Here are some suggestions:

Nitrogen should always be stabilised with soluble humates or compost to reduce losses to the atmosphere. We should also enhance nitrogen efficiency and increase our access to atmospheric nitrogen. Urea can be applied as a foliar at rates of 10 kg to 20kg per hectare (with 1 kg of NTS Soluble Humate Granules™) and this form of direct entry can be three to four times more efficient than ground-applied nitrogen. Molybdenum and cobalt are required in the soil to fuel nitrogen fixation from the atmosphere and it is also important that oxygen delivery is maximised through optimising the calcium to magnesium ratio (this ratio determines a soil’s capacity to breathe, and nitrogen fixing organisms are particularly reliant upon good levels of oxygen).

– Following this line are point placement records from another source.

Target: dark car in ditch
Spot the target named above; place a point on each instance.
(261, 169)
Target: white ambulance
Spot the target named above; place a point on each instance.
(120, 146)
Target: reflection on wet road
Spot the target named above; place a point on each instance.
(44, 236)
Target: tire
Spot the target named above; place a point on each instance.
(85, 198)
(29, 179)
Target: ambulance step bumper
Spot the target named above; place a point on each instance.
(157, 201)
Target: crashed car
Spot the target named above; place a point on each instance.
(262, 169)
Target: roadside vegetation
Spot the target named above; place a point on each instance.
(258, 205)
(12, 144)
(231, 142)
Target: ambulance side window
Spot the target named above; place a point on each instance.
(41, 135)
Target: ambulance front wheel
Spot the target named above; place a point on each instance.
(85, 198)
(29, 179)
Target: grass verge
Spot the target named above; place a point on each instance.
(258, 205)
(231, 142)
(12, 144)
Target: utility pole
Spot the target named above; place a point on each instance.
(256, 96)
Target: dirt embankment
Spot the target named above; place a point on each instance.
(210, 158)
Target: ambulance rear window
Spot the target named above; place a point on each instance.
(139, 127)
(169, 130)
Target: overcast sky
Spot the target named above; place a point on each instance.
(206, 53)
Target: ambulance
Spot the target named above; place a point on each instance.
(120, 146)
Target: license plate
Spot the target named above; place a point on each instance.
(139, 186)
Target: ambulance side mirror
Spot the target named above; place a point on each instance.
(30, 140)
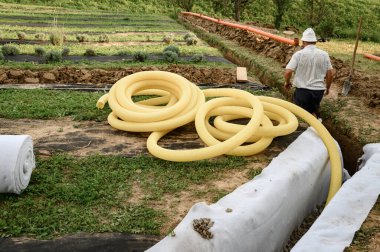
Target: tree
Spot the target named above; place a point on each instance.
(316, 11)
(184, 4)
(282, 6)
(239, 7)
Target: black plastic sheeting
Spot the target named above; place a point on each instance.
(82, 243)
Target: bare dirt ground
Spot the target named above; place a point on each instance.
(365, 94)
(101, 77)
(89, 138)
(366, 86)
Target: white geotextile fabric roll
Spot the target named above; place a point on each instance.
(16, 162)
(336, 226)
(261, 214)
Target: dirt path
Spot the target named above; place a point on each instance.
(102, 77)
(365, 85)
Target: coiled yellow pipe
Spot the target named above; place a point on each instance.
(180, 102)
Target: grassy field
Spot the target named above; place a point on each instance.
(126, 34)
(95, 194)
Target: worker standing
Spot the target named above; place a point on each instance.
(312, 66)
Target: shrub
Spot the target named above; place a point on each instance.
(90, 53)
(56, 38)
(104, 38)
(40, 36)
(170, 56)
(192, 41)
(82, 38)
(39, 51)
(10, 50)
(197, 58)
(140, 56)
(326, 28)
(188, 35)
(65, 52)
(168, 39)
(123, 53)
(53, 56)
(21, 35)
(172, 48)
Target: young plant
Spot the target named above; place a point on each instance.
(56, 38)
(90, 53)
(21, 35)
(172, 48)
(104, 38)
(170, 56)
(40, 36)
(192, 41)
(197, 58)
(168, 39)
(82, 38)
(57, 35)
(10, 50)
(188, 35)
(65, 52)
(39, 51)
(53, 56)
(140, 56)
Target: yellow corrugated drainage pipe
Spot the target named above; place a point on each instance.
(176, 102)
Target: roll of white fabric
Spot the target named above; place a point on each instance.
(16, 162)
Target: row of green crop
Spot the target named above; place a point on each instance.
(113, 29)
(146, 37)
(79, 49)
(329, 17)
(91, 22)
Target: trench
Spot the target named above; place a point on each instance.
(350, 146)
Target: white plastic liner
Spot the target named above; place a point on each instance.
(16, 162)
(265, 210)
(336, 226)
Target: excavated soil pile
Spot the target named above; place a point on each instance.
(276, 50)
(101, 77)
(364, 85)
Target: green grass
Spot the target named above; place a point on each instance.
(79, 49)
(50, 104)
(106, 65)
(68, 195)
(343, 49)
(154, 37)
(114, 29)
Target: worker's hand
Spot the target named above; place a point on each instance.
(287, 86)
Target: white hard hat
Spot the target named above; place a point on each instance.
(309, 35)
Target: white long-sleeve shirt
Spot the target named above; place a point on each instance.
(310, 65)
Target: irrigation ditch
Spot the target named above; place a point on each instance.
(366, 86)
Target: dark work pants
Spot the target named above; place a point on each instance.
(308, 99)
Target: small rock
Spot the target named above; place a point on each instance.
(44, 152)
(15, 73)
(48, 77)
(3, 77)
(29, 73)
(288, 32)
(32, 80)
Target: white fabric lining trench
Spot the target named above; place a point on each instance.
(16, 162)
(261, 214)
(336, 226)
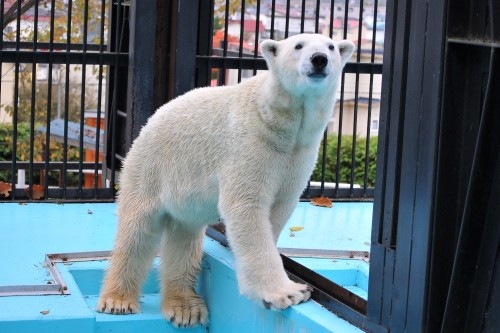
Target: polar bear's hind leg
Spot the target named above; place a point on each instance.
(181, 251)
(135, 247)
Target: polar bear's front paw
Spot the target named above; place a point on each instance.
(117, 305)
(185, 310)
(281, 299)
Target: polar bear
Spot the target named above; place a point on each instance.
(241, 153)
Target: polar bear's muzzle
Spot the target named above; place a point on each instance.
(319, 62)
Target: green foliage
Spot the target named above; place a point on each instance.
(346, 160)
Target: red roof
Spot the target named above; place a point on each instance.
(250, 25)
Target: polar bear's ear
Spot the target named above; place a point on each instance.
(346, 49)
(269, 49)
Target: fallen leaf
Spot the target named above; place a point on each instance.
(37, 192)
(5, 188)
(322, 202)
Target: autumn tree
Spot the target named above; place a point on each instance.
(71, 23)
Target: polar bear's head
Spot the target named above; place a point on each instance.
(307, 61)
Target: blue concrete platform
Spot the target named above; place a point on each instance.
(30, 231)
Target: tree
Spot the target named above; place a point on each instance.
(62, 93)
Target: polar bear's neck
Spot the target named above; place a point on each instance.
(297, 116)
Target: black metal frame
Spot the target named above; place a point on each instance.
(109, 59)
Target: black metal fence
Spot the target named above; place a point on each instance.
(59, 62)
(346, 165)
(73, 98)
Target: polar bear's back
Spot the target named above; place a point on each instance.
(188, 138)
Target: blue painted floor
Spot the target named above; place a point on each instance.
(29, 231)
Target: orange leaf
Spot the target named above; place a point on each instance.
(5, 188)
(322, 202)
(37, 190)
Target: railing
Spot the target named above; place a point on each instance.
(55, 88)
(60, 61)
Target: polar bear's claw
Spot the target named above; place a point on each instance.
(185, 311)
(117, 305)
(296, 294)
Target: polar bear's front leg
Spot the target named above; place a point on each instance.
(182, 250)
(260, 271)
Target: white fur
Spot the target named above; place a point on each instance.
(242, 153)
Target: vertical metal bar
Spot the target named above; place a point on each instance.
(242, 37)
(302, 16)
(33, 101)
(49, 100)
(316, 20)
(257, 32)
(338, 163)
(66, 100)
(114, 106)
(346, 17)
(222, 73)
(16, 106)
(273, 15)
(287, 18)
(81, 178)
(332, 17)
(99, 102)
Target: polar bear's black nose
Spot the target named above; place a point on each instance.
(319, 60)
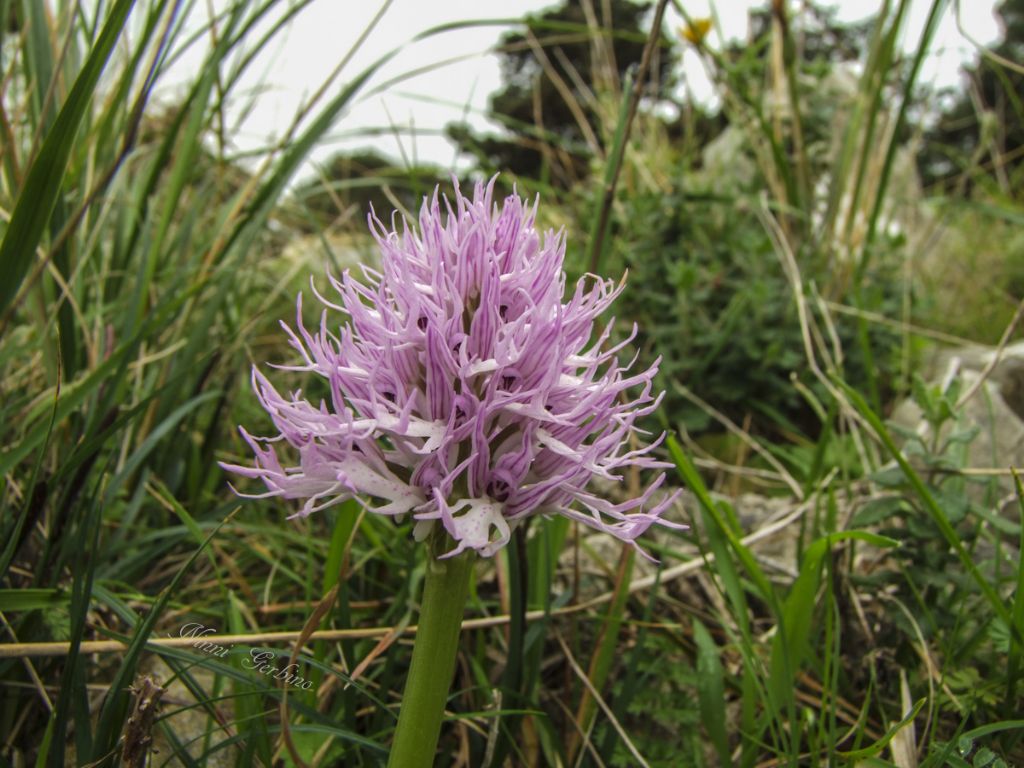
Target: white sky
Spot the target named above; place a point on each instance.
(419, 108)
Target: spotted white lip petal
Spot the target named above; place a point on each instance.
(465, 388)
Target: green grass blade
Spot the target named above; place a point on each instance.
(39, 195)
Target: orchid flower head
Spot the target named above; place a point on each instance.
(466, 389)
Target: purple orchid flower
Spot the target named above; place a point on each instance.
(464, 390)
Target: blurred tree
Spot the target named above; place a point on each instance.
(556, 72)
(980, 138)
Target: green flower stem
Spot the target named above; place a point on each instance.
(444, 592)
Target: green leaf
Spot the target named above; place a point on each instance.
(711, 691)
(31, 599)
(39, 195)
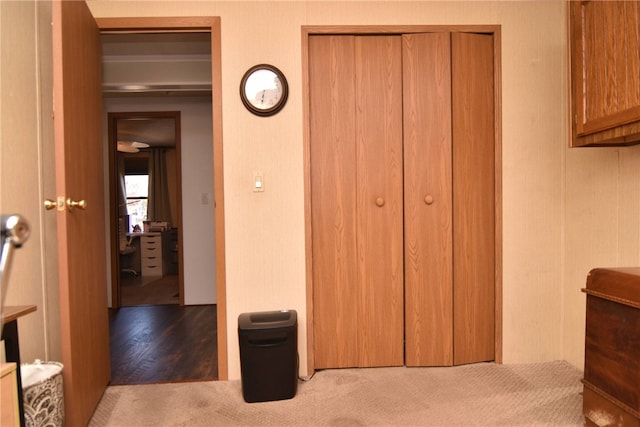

Grain-fed beef fart and burp much more methane than grass-fed animals and perhaps it is time to question this production technology. The rationale for feeding grain to beef cattle has always related to the superiority of the grain-fed product but this is simply not true. It is time that we recognised that there is no comparison between the end product in these two contrasting production methods. Contrary to the marketing story, grass fed beef is a vastly superior food, containing just 20% of the saturated fat of the grain-fed animal. It also contains good levels of omega 3 fatty acids and the highly protective fat, CLA, which is not found in grain-fed beef.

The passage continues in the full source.